In Florida v. Jardines, the nation’s highest court will consider whether the police need a warrant before a dog can sniff your house. Dogs can already sniff your bags at the airport or your car at a checkpoint on the theory that no human searches through your belongings unless and until the dog detects contraband — at which point your expectation of privacy is no longer considered reasonable.
The question before the Court in Jardines is whether officers suddenly need a warrant because the container being sniffed happens to be your house.
The conceptual leap from dogs to drones is shorter than you might think. As Burkhard Bilger recently wrote in a New Yorker piece about the NYPD’s K9 unit: “Canine police tend to talk about their dogs as if they were mechanical devices.
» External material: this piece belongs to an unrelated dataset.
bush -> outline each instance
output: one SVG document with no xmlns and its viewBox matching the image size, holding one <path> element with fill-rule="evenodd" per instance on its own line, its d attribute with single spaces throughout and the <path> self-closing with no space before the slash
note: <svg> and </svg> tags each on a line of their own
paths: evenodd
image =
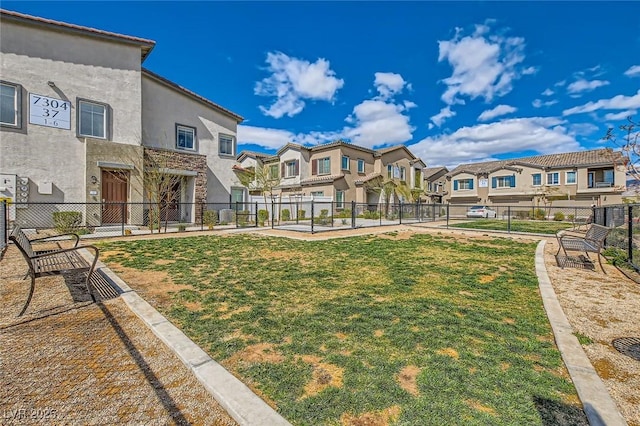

They describe them as tools or technology.”
Police may not peer into the interior of a house using thermal imaging. But perhaps they could equip a drone with thermal or chemical sensors and let it loose to roam a neighborhood in search of invisible infractions such as indoor marijuana. No human would have to see the data unless or until the drone spotted a violation.
The wrong decision in Jardines makes this and similar surveillance scenarios uncomfortably plausible.
Drones are a versatile technology. They have great potential to assist in investigations, scientific research, disaster relief and countless other human pursuits. But the FAA needs to take seriously the legitimate concerns of civil-liberties groups, lest our privacy go to the dogs.